The 2016–17 Swiss Challenge League, known for sponsorship reasons as the Brack.ch Challenge League, was the 14th season of the Swiss Challenge League, the second tier in the Swiss football pyramid. It began on 23 July 2016 and ended on 3 June 2017.
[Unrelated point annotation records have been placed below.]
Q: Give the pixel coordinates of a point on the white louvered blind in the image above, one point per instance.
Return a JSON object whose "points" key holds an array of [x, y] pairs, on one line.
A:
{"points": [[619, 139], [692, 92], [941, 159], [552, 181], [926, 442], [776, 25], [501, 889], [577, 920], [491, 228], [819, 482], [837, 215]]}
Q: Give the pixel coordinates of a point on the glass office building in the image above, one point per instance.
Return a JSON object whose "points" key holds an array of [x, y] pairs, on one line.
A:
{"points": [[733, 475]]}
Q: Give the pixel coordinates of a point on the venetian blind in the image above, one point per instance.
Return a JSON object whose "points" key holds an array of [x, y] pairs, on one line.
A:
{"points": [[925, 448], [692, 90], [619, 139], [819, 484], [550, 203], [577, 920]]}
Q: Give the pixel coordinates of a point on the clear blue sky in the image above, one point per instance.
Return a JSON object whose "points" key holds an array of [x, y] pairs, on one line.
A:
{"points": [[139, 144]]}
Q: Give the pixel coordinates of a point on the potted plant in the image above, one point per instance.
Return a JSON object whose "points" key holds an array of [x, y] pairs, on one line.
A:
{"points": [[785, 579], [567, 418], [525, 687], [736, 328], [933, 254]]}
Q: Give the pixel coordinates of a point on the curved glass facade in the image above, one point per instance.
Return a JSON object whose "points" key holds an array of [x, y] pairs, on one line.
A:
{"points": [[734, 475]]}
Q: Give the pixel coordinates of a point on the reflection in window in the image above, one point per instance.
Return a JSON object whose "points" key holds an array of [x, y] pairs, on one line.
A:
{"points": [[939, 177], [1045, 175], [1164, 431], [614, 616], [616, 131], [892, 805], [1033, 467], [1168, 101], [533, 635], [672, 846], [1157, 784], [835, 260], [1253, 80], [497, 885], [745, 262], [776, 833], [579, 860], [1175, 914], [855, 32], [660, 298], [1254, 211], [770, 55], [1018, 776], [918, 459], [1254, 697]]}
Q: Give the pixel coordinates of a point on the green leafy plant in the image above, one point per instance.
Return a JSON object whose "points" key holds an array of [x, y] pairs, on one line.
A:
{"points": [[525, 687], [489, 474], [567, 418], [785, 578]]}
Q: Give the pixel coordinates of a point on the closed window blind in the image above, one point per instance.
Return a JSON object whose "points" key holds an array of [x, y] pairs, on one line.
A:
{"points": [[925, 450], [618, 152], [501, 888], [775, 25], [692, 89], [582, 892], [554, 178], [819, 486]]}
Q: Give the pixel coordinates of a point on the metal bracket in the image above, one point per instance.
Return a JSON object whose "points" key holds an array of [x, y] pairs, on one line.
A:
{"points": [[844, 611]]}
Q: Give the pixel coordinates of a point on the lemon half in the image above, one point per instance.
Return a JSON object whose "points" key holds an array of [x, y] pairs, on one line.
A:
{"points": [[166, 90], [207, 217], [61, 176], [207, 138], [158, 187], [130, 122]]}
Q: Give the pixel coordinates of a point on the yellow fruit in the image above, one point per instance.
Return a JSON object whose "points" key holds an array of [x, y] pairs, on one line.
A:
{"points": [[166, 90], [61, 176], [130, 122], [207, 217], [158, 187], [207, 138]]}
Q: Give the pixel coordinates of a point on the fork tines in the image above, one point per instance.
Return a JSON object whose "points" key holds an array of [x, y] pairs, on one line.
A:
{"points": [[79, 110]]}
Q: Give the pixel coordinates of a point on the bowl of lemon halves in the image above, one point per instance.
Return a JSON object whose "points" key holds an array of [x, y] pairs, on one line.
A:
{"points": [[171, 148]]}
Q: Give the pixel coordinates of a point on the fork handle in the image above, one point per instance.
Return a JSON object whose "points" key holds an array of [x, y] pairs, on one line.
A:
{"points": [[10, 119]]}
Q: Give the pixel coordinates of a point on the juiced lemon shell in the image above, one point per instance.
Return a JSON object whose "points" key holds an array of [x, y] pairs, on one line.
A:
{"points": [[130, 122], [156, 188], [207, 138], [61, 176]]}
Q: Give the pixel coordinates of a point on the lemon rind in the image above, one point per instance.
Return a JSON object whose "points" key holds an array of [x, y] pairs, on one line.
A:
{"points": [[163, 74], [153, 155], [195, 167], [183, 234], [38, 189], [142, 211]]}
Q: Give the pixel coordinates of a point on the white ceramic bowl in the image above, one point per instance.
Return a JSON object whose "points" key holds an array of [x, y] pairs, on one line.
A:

On 1 May 2017 FC Le Mont decided to voluntarily relegate three steps down in the league system after being denied a licence to play in the Swiss Challenge League.

On 18 May 2017, Zürich became champions of the 2016–17 Challenge League following their 1–1 draw against Servette and Neuchâtel Xamax's 2–1 defeat at Schaffhausen. They are thus promoted back to the top flight immediately following their relegation the previous season.

==Participating teams==
2015–16 Swiss Challenge League champions FC Lausanne-Sport were promoted to the 2016–17 Swiss Super League. They were replaced by FC Zürich, who got relegated after last place finish in the 2015–16 Swiss Super League. FC Biel-Bienne got relegated from the Challenge League as the Swiss Football League stripped Biel-Bienne of their league licence. Servette FC won promotion from the 2015–16 1. Liga Promotion.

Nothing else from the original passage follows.